Non è vero che Conte peggio degli altri non potrà fare

 

Nel giorno in cui il Presidente Conte si presenta all’Italia per ciò che è, tra i tanti interventi dell’opposizione spiccano quelli di Mario Monti e Matteo Renzi, due che a dirla tutta non si sono mai presi. Ma il paradosso della cosiddetta Terza Repubblica è proprio questo: Berlusconi è più vicino alla sinistra che ha combattuto per un ventennio, piuttosto che allo storico “alleato” leghista. E i comunisti rossi a loro volta rimpiangono l’uomo di Arcore: il vecchio mondo è sempre più rassicurante del nuovo che avanza.

Così, nell’aula di un Senato in cui l’entusiasmo assomiglia pericolosamente ad incoscienza, a turbare il clima arrivano le parole del Professore. Non Conte,  l’originale. Monti ha lo stile compassato di sempre, non è mai stato un capo-popolo, e mai lo sarà. Ma con la precisione di un tecnico di prim’ordine agita lo spettro della Troika. Ricorda a Conte e al suo governo che senza la responsabilità di Forza Italia, del Pd e dell’allora Terzo Polo, “voi oggi sareste ridotti ad agenti di un governo semi-coloniale“. Di più, lancia un monito che inquieta soltanto a sentirlo formulare: “non è escluso che l’Italia possa dover subire ciò che ha evitato allora: cioè l’umiliazione della Troika“.

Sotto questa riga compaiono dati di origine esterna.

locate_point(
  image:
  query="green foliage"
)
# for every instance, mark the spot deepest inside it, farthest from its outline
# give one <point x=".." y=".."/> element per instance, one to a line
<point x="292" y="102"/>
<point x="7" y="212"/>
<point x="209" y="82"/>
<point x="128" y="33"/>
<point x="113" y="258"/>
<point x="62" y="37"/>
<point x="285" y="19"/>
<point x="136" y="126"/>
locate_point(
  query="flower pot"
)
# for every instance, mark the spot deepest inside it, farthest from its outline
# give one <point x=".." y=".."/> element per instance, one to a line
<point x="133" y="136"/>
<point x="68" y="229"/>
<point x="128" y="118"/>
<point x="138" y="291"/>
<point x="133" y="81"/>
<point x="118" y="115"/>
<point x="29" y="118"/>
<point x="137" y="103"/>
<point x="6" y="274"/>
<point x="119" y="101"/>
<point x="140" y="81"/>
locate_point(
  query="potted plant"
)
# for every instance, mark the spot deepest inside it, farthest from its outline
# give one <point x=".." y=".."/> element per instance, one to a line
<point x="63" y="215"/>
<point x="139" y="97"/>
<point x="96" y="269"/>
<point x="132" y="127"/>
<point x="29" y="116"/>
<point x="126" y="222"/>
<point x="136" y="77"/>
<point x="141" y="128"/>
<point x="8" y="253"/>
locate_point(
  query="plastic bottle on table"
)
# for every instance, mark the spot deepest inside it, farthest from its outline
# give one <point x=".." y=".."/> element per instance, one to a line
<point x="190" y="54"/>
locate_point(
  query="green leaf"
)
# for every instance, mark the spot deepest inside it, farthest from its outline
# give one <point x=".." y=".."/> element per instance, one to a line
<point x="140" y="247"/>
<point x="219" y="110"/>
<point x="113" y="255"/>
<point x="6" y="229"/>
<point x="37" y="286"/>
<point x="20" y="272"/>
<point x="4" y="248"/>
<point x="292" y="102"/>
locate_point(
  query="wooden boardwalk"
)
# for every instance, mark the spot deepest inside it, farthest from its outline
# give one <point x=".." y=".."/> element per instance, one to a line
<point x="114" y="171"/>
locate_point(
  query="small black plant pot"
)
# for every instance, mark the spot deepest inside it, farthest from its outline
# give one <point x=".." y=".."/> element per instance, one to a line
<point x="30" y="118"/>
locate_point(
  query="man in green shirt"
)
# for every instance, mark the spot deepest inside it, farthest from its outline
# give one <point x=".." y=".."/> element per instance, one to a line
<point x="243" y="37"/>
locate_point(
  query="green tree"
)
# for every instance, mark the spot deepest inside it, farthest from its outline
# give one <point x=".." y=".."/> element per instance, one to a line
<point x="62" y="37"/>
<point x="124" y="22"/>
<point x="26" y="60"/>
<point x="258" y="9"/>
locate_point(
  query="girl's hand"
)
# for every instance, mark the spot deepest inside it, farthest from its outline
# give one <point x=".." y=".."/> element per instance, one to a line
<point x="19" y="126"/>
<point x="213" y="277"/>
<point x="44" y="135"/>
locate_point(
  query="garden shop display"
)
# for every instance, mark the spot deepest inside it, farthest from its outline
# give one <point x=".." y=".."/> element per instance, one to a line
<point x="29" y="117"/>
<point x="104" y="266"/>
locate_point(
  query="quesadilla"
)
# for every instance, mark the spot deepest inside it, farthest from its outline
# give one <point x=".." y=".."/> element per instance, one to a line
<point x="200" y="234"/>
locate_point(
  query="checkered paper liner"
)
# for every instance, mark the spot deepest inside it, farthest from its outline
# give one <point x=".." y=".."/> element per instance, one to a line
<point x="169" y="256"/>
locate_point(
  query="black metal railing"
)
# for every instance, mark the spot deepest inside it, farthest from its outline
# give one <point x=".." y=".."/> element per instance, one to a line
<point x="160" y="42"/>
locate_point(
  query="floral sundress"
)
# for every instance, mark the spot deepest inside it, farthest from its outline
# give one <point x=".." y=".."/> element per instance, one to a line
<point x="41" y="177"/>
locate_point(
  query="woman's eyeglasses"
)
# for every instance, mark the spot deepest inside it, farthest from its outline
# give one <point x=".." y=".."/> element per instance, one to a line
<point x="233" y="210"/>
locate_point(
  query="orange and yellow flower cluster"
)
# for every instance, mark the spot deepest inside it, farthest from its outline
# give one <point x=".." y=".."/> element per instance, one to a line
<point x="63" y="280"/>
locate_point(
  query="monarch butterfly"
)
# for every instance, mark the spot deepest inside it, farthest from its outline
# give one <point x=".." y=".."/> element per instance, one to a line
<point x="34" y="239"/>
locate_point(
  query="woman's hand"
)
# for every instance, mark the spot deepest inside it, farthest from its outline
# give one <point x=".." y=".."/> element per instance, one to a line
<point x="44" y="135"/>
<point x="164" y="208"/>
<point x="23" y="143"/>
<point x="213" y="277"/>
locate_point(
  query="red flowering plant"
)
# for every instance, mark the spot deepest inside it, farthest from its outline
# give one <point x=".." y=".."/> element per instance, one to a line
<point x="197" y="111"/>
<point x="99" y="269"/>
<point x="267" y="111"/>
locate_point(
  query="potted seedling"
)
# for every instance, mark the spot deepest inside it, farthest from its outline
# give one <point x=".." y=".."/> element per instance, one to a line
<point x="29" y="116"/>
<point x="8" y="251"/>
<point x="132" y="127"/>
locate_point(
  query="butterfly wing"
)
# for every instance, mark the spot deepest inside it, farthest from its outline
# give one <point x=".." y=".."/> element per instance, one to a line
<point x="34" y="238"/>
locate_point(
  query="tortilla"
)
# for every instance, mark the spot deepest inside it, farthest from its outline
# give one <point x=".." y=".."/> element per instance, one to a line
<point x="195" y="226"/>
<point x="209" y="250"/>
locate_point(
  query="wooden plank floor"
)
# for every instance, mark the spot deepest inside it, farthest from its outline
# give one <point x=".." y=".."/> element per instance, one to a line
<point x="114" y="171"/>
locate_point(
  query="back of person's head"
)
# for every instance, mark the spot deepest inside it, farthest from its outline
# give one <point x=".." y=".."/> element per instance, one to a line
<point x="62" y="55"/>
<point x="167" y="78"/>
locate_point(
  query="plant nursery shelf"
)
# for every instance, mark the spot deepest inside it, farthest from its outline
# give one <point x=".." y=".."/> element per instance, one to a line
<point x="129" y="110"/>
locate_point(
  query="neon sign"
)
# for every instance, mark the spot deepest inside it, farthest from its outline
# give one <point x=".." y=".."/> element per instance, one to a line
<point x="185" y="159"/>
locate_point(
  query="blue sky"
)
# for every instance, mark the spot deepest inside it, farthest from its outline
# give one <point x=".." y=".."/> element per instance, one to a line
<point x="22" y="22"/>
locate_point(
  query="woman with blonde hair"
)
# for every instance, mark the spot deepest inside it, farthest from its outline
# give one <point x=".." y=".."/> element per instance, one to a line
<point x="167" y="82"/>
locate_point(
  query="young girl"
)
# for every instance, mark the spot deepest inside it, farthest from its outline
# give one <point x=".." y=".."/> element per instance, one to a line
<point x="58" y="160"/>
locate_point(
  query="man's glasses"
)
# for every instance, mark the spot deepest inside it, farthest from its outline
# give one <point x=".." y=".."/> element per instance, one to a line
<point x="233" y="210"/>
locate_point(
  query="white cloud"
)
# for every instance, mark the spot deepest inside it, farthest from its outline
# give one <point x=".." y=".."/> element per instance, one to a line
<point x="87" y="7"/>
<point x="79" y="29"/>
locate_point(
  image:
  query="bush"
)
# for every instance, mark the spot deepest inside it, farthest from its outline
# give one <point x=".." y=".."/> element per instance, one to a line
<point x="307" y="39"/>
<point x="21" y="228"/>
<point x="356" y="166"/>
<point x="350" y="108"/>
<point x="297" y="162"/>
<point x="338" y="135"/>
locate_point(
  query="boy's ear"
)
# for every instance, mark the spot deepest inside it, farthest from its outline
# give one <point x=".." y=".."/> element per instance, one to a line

Dall’altra parte c’è Renzi, che al ruolo di showman non si sottrae, che alla tentazione di evidenziare le anomalie della maggioranza Lega-5 Stelle cede volentieri. Così l’occasione è ghiotta per sottolineare che il governo del cambiamento rappresenta in realtà soltanto un aggiornamento del vocabolario politico: “Quello che nella XVII Legislatura si chiamava inciucio oggi si chiama contratto; quello che nella XVII Legislatura si chiamava partitocrazia oggi si chiama democrazia parlamentare, quello che nella XVII Legislatura si chiamava condono oggi si chiama pace fiscale, quello che nella XVII Legislatura si chiamava un uomo che tradisce il proprio mandato oggi si chiama cittadino che aiuta il governo a superare la fase di crisi”.

Da questi due interventi, da quello di un senatore a vita rimasto nell’immaginario collettivo come l’uomo che ha messo in ginocchio l’Italia, e da quello di un leader sconfitto nelle urne ma condannato dalla sua indole a restare un capo, si evince la verità che molti oggi negano.

Non è vero che Conte sicuramente non farà peggio di chi lo ha preceduto. In questi anni siamo cresciuti poco e male. Si poteva fare certamente di più e sicuramente meglio. Ma in qualche modo abbiamo salvato la pelle.

E nessuno ci assicura che cambiamento faccia sempre rima con miglioramento.